Zero-shot Human Pose Estimation using Diffusion-based Inverse solvers
This addresses the challenge of poor generalization in pose estimation due to body size variations, offering a solution for practical applications with sparse sensors.
The paper tackles the problem of human pose estimation with limited body sensors by formulating it as an inverse problem, proposing the InPose method that uses a pre-trained diffusion model conditioned on rotational measurements and guided by location likelihood, achieving zero-shot generalization across users.

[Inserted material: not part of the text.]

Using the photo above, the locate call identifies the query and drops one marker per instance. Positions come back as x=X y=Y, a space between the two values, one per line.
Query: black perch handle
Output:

Pose estimation refers to tracking a human's full body posture, including their head, torso, arms, and legs. The problem is challenging in practical settings where the number of body sensors are limited. Past work has shown promising results using conditional diffusion models, where the pose prediction is conditioned on both <location, rotation> measurements from the sensors. Unfortunately, nearly all these approaches generalize poorly across users, primarly because location measurements are highly influenced by the body size of the user. In this paper, we formulate pose estimation as an inverse problem and design an algorithm capable of zero-shot generalization. Our idea utilizes a pre-trained diffusion model and conditions it on rotational measurements alone; the priors from this model are then guided by a likelihood term, derived from the measured locations. Thus, given any user, our proposed InPose method generatively estimates the highly likely sequence of poses that best explains the sparse on-body measurements.